Alley cats are in need of an ally
Cats – they’re hot stuff on the internet. Cute kitty capers abound on-line, but when it comes to life in the real world, life for stray city cats is not so appealing.
Animal advocate Jenny Doyle is only too aware of the city’s stray cat problem.
Tired of hearing about cats being cruelly treated, abandoned and neglected, Jenny wants something done about the ongoing problem. She has, using her own money and donations, trapped and had neutered eight cats in the last month, before releasing them.
‘‘I have a cat in the crate as we speak,’’ Jenny says. ‘‘Four of them were girls, fully pregnant. I feel quite pleased I have stopped them in their tracks.’’
It’s kitten season, and the stray population is full of mother cats ‘‘ready to drop’’. It means a whole new generation of furry problems is about to come on stream
Jenny already has her own cats, and doesn’t want to take in any more.

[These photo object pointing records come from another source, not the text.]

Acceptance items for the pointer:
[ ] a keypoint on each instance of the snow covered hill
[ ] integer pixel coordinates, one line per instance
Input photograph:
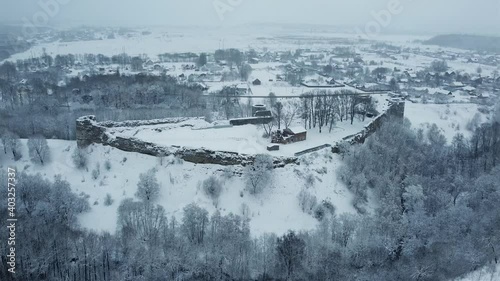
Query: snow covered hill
(489, 273)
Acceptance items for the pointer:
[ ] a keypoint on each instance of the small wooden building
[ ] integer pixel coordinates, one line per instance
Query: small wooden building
(289, 135)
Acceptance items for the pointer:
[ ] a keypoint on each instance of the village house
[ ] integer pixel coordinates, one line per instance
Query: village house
(289, 135)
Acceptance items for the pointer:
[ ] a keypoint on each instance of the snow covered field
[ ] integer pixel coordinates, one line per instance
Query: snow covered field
(489, 273)
(275, 210)
(450, 118)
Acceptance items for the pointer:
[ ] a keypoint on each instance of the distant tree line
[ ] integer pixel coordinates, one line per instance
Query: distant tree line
(434, 217)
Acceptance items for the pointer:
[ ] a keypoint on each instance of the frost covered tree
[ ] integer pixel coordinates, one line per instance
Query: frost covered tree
(194, 223)
(13, 144)
(290, 111)
(245, 72)
(80, 158)
(39, 150)
(148, 188)
(291, 250)
(259, 174)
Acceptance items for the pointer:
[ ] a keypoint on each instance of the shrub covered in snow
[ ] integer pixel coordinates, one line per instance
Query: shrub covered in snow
(307, 201)
(97, 171)
(107, 165)
(38, 150)
(79, 157)
(212, 187)
(259, 175)
(148, 188)
(108, 200)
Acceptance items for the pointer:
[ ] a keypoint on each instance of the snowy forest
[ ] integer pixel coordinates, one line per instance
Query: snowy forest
(235, 140)
(436, 217)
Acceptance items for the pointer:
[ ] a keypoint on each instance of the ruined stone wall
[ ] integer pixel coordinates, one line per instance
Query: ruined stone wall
(396, 111)
(90, 131)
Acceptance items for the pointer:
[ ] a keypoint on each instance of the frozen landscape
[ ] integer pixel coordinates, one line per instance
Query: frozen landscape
(170, 144)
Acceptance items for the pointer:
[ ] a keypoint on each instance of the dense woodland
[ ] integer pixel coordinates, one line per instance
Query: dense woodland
(433, 216)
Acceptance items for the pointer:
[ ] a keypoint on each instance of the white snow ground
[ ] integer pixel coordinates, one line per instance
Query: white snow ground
(275, 210)
(488, 273)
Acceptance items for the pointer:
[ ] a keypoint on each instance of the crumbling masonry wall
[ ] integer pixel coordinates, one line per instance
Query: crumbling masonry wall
(396, 111)
(89, 131)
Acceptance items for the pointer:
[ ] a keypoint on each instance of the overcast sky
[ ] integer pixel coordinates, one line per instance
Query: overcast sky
(432, 16)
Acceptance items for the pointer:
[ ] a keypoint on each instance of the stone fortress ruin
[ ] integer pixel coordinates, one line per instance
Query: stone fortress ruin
(91, 131)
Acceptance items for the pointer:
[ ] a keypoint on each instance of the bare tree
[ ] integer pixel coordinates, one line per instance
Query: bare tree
(148, 188)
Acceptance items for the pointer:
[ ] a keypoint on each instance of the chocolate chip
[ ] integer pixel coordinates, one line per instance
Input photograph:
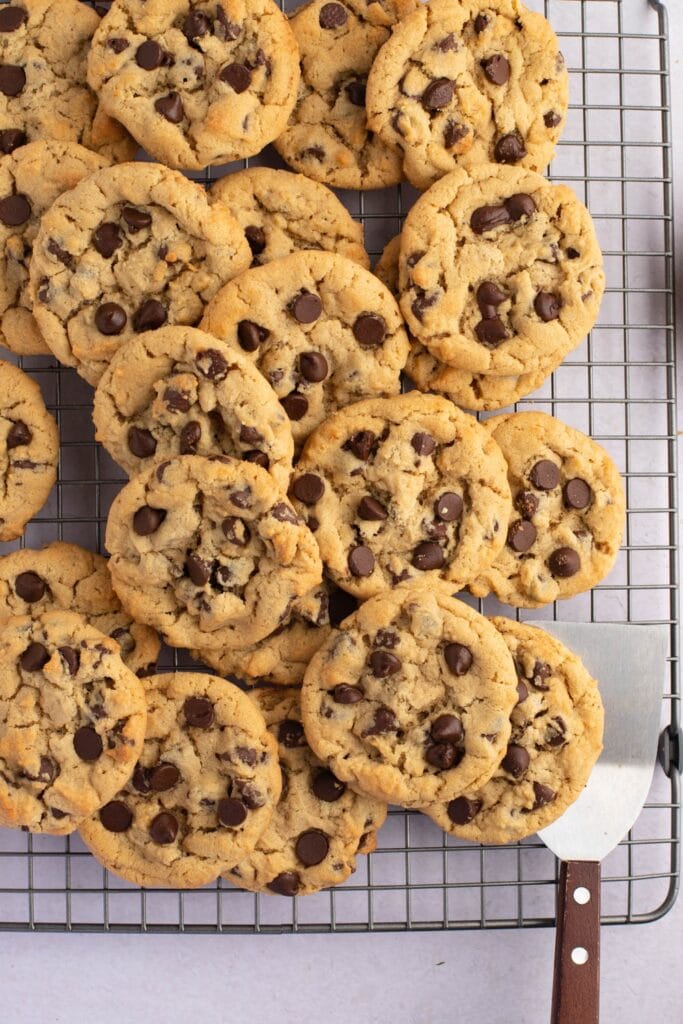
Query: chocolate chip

Cost is also part of the problem with desexing as much as $136 per cat from some vets.
Now with two traps and cooperation from a couple of city vets who are offering her special prices for desexing and neutering, she says the trap neuter and release of healthy animals is the most sustainable option.
‘‘People out there will always feed them, so if there was a well organised collective of people, and with some funding coming in from the public, I really believe it is possible to get on top of the problem by either having these animals desexed or euthanased where needed.’’
Her idea is to bring together a group of people to clean up the city and have enough money to ensure the desexing is done in any areas where strays accumulate.
‘‘It is urgent because it doesn’t make sense to let them continually breed. Stopping the kittens born to the streets and rehoming any that can be caught, is the most humane and effective thing to do’’
To accomplish this, she has set a loose collective called The Alley Cat Brigade and can be contacted by anyone who wants to help by email email@example.com or on 356 1565. .
City people are kind-hearted enough to feed stray cats, but local animal advocate, Jenny Doyle says the problem needs a more sustainable solution.